In this randomized, double-blind, placebo-controlled, multiple-dose, 2-period, crossover study of 12 obese subjects, we examined the effect of RM-493 on resting energy expenditure in a room calorimeter. Twelve healthy adults (6 M, 6 F) with BMI 35.7 2.9 kg/m2 (mean, SD) received RM-493 (1 mg/24 h) or placebo by continuous subcutaneous infusion over 72 hours, followed immediately by crossover to the alternate treatment. All subjects received a weight-maintenance diet (50% carbohydrate, 30% fat, 20% protein) and performed 30 minutes of standardized exercise daily. Continuous EE was measured on the third treatment day in a room calorimeter and REE in the fasting state was defined as the mean of two 30-minute resting periods. RM-493 increased REE vs. placebo by 6.4% (95% CI: 0.68 to 13.02 %), on average by 111 kcal/24h (95% CI: 15 to 207 kcal, p=0.03). Total daily EE trended higher while the thermic effect of a test meal and exercise EE did not differ significantly. The 23-h non-exercise respiratory quotient was lower during RM-493 treatment (0.833 0.021 vs. 0.848 0.022, p=0.02). None of our subjects had exon nucleotide variants of MC4R associate with obesity. Recently, MC4R receptor activation in intestinal epithelial L-cells has been shown to acutely increase GLP-1 and PYY secretion in vivo in mice, and in colon explants from both mice and human.
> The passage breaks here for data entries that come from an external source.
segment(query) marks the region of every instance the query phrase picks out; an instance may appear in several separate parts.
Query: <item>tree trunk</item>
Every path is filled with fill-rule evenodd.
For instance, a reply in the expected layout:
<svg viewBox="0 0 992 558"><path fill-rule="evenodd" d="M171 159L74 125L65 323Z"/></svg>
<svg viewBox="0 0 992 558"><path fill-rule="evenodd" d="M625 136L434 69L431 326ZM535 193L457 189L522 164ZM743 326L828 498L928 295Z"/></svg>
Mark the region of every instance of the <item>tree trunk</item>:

Similar to the rodent data, fasting total GLP-1 and PYY levels were slightly, but significantly increased during RM-493 administration in our study. Thus, it is possible that MC4R-induced GLP-1 production may contribute to eventual beneficial effects on insulin and glucose, while PYY (assumed to be PYY3-36) can positively impact energy metabolism during obesity treatment. It is possible that increases in both peptides may contribute to the weight loss effect of RM-493 seen in animals. No adverse effect on heart rate or blood pressure was observed.

在这项随机，双盲，安慰剂对照的，多剂量的，2周期的，对12名受试者的跨界研究，我们检查了RM-493对房间热量计中静息能量支出的影响。 BMI 35.7 2.9 kg/m2（平均，SD）的十二名健康成年人（6 m，6 f）通过连续72小时在72小时内连续下输注，然后立即交叉到替代处理。 所有受试者接受了体重维护饮食（50％碳水化合物，30％脂肪，20％蛋白质），并每天进行30分钟的标准运动。 连续EE是在第三天在室内量热计中测量的，而禁食状态的REE定义为两个30分钟的休息期的平均值。 RM-493将REE与安慰剂增加6.4％（95％CI：0.68至13.02％），平均增加111 kcal/24h（95％CI：15至207 kcal，p = 0.03）。 每日总EE趋势更高，而测试餐和运动的热效应没有显着差异。 在RM-493治疗期间，23-H非运动呼吸商较低（0.833 0.021 vs. 0.848 0.022，p = 0.02）。 我们的受试者都没有MC4R的外显子核苷酸变体与肥胖相关。 最近，已经证明，肠上皮L细胞中的MC4R受体激活可急剧增加小鼠体内的GLP-1和PYY分泌，以及来自小鼠和人类的结肠外植体。 与啮齿动物的数据相似，禁食总GLP-1和PYY水平略有略有，但在我们的研究中，在RM-493给药期间显着增加。 因此，MC4R诱导的GLP-1产生可能会导致对胰岛素和葡萄糖的最终有益作用，而PYY（假定为PYY3-36）可能会对肥胖症治疗期间的能量代谢产生积极影响。两种肽的增加可能会导致动物中看到的RM-493的减肥效应。 没有观察到心率或血压的不良影响。